By JONAH LOSSIAH
ONE FEATHER STAFF
The Eastern Band of Cherokee Indians (EBCI) ramped up COVID-19 vaccine distribution with the first fully public event on Wednesday, Feb. 10.
Hosted at Tribal Bingo by the Cherokee Indian Hospital and EBCI Public Health and Human Services, the vaccine event was open to any EBCI tribal member over 40. The goal was to administer 975 doses in one day.
Lydia Raines, a first-grade teacher at Cherokee Central Schools, was one of the first people in line. She got there at 7 a.m., fully prepared to wait three hours and even teach a class to pass the time. Her virtual class was at 8:30 a.m., and Raines taught in line. She said her kids were why she was there, and that’s why she didn’t second guess this decision.
“Not at all,” said Raines. “That’s because I’m a teacher, and I want to be able to teach again. I had heard the school was going to give shots, maybe. I wanted to make sure that not only am I safe but that I don’t give COVID to any of my students.”
She said that she was very excited that the EBCI held this event, and she jumped at the first opportunity she had to get the vaccine. The timing couldn’t be better for Raines, as CCS announced that they are returning to in-person classes on March 15.
“I’m so excited because I get that last quarter with them because I teach them to write. We’re teaching them to read. We’re teaching them basic math and addition in first grade. It’s just so important. It makes me really emotional because I’m so worried. If I can get those nine weeks with them, I know I can do it.”
Though Raines might have been first through the door, she is not the only individual buzzing to get the shot. By 10 a.m., the line stretched around the building, with some choosing to bring folding chairs with them.
Vickie Bradley, secretary of EBCI PHHS, says that she has been thrilled with the survey results they have been collecting about vaccine distribution.
“We don’t want vaccinations in supply. We want to stock out every week. Because when we stock out, we can prove that we need more vaccines. We have forecasted, we know what our saturation point is, we know how people are in each age bucket that we anticipate. Our acceptance rate is running about 76 percent in each age bucket.”
Bradley says that this is a good sign considering they need a minimum of 75 percent of the community to receive the double dose of vaccine to reach ‘herd immunity.’
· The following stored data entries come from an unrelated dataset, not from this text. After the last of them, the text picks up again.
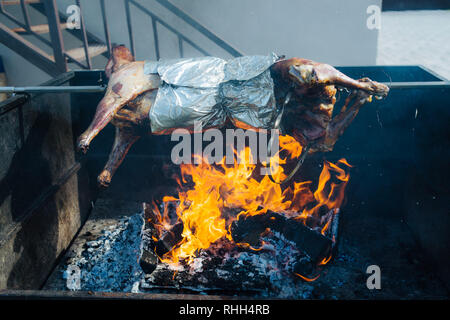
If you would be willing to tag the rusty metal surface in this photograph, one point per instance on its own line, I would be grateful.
(66, 295)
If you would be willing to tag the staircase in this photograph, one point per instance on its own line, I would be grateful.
(38, 31)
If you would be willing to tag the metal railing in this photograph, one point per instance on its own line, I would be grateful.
(61, 56)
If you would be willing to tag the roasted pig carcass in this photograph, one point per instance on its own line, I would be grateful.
(137, 90)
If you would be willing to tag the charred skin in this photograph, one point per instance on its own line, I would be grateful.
(131, 94)
(310, 109)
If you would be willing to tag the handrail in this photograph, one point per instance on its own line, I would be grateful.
(192, 22)
(61, 57)
(203, 30)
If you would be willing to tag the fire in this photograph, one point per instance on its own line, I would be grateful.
(220, 189)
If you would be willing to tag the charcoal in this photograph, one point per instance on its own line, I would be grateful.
(311, 242)
(148, 261)
(169, 239)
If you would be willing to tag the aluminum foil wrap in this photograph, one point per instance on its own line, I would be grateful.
(211, 90)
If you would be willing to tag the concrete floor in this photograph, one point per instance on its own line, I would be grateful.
(416, 37)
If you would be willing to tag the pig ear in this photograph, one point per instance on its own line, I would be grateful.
(303, 74)
(109, 67)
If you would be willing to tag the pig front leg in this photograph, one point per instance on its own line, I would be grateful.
(123, 141)
(307, 73)
(105, 112)
(341, 121)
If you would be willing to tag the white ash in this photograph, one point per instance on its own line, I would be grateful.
(111, 262)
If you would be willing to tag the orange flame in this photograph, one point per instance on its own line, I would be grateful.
(220, 189)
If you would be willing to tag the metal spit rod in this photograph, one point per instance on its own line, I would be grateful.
(90, 89)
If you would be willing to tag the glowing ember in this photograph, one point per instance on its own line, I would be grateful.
(220, 189)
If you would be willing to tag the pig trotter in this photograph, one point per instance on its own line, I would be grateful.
(123, 141)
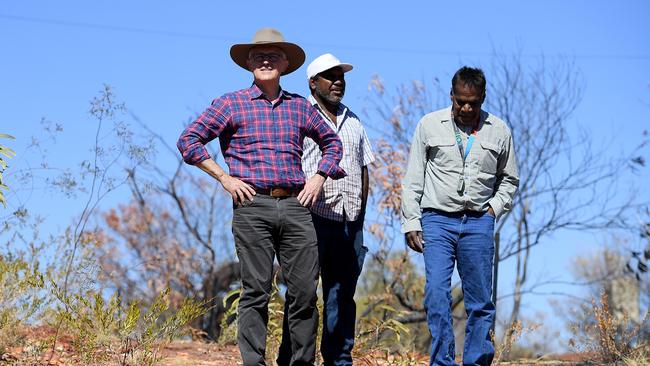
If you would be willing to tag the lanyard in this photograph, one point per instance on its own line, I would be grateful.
(459, 142)
(470, 140)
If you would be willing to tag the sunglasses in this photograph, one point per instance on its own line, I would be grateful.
(331, 76)
(261, 57)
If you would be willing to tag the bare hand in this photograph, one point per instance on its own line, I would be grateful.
(415, 240)
(240, 191)
(310, 192)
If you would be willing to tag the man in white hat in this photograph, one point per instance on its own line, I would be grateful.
(261, 131)
(338, 213)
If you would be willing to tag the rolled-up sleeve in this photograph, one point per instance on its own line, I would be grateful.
(413, 183)
(507, 180)
(204, 129)
(329, 144)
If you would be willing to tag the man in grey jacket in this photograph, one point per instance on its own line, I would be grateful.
(461, 176)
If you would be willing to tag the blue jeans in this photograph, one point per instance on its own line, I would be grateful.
(341, 254)
(468, 240)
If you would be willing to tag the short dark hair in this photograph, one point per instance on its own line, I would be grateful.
(472, 77)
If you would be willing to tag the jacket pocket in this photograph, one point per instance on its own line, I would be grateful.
(489, 159)
(442, 152)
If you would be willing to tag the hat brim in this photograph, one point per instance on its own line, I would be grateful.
(295, 54)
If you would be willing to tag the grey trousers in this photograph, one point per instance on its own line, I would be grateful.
(264, 228)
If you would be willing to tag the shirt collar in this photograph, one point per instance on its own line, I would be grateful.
(485, 116)
(255, 93)
(341, 110)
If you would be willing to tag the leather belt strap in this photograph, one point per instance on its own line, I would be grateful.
(279, 192)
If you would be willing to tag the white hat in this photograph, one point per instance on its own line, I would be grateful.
(325, 62)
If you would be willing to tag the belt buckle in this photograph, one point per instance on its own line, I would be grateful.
(279, 192)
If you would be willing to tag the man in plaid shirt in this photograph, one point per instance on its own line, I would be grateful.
(261, 131)
(338, 213)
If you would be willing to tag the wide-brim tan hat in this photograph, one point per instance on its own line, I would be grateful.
(269, 37)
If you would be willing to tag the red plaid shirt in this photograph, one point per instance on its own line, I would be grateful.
(262, 142)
This event was all made possible by an additional shipment of the Pfizer vaccine from Indian Health Services (IHS). Recently, the goal has been to administer about 200 doses a week. However, PHHS and the CIHA organized this event to use the entire additional shipment in one day.
“Our hope is that this will be one of many similar events,” said Dr. Richard Bunio, CIHA executive clinical director. “Events like these are far more efficient at getting numbers of people vaccinated. At the hospital with the clinic we have there, we can do about 1,000 people a week if we have the vaccine. We’re going to try to do nearly 1,000 in a day here.”
Dr. Bunio says that the action plan has been in place for some time. However, the problem comes with the unknown regularity at which they can hold events as they have on Wednesday. He said that IHS (Indian Health Service) often notifies them on Thursday of what they’ll be receiving the following Monday.
“This is more of a one-time distribution. Unfortunately, we still don’t know what we’re getting next week or the week after that. We wish we did. Because then we could plan for these further in advance. But, we’re in the same boat as everybody else,” said Dr. Bunio.
Bradley says that they will be repeating this event on March 3 to ensure that everyone vaccinated today can come back to receive their second dose. She said that they also hope to hold mass distributions such as these whenever they have an additional shipment from IHS.